It would be nice to keep this thread updated with advice regarding the new mining parts in 1.0.5.


From pad experiments, the small ISRU will convert 1500 ore (one large tank) to 135LF/165ox.  The Large ISRU will convert 1500 ore to 1350LF/1650ox.  The small ISRU weighs 1.25t, the large weighs 4.25t.  So the large ISRU has a 10x efficiency advantage, vs a 3.4x mass disadvantage.

If you sit on the surface to fill your tanks and carry little to no ore with you, the main difference will be the amount of time spent in time-warp.  For many people this will be no disadvantage at all, while the compact size creates many advantages.  A small ISRU, small drill, radiator, and small radial ore tank can even shoehorn into a single-length Mk2 cargo bay.


Then, here's some info comparing the small and large drills.  I did a quick test with a 4-star engineer on a 8.37% patch of ore (my launchpad), both drills at 500K with abundant power and cooling.  Large drill pulls 0.1318 ore/sec, small drill pulls 0.0264 ore/sec.  If the engineer EVAs (so zero engineer bonus), the large drill pulls 0.006274, small drill pulls 0.001255 ore/sec.  In both conditions the large drill pulls 5.0 times as much ore per second as the small drill, and weighs 5.0 times as much.  Note that the tool tips don't mention the output difference, just that both have a maximum output of 1.0 ore per second.  

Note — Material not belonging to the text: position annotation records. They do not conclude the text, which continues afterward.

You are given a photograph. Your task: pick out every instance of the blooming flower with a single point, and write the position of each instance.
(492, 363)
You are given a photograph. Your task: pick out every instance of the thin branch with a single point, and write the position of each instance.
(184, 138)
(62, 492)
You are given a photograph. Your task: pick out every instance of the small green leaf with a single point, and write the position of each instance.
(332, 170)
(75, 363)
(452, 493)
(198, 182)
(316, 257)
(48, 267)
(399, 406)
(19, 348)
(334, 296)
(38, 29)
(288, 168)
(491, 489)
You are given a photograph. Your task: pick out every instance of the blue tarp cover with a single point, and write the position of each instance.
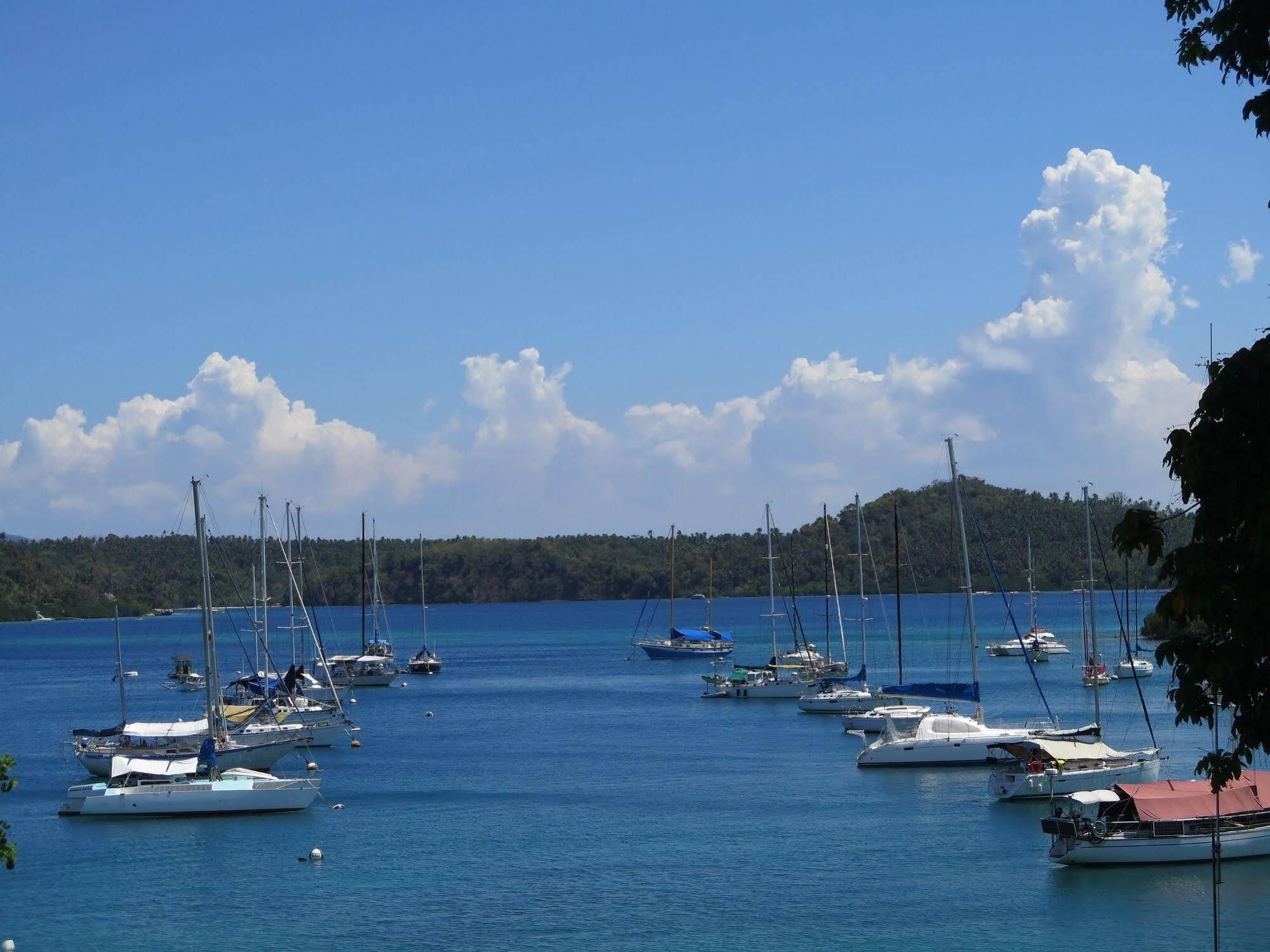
(936, 691)
(700, 635)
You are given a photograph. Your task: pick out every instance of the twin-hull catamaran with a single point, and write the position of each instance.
(944, 739)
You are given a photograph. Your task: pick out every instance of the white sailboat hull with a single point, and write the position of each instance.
(225, 796)
(780, 690)
(253, 757)
(839, 704)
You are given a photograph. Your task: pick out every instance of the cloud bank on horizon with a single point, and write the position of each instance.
(1066, 385)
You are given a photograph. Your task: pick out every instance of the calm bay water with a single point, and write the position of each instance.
(563, 798)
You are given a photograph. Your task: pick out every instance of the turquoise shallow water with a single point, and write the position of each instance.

The big disadvantage however, is that the small drill won't work whatsoever with ore concentration less than 2.5%.  The M700 survey won't show you this number - only the narrow-band or surface scanners.  I've found the narrow-band scanner pretty tricky to use in flight to choose a landing spot.  And the surface scanner is no good at all until you're on the surface, and perhaps stranded out of fuel for another hop to a richer spot. 


I suspect some people have slapped a small ISRU and small drills on a ship, landed on marginal ore deposits, perhaps with a low level engineer or none at all, perhaps with inadequate cooling, and been frustrated at the length of time needed to make any fuel.  The small drill produces 1/5th as much ore per second, the small ISRU turns it to 1/10th as much fuel, yet that 1/50th fuel fraction often needs to obtain 33 EC/sec from 2 Fuel Cell Arrays, vs the large/large combo's 45EC/sec requiring 3.  The fuel cells may eat up the fuel entirely.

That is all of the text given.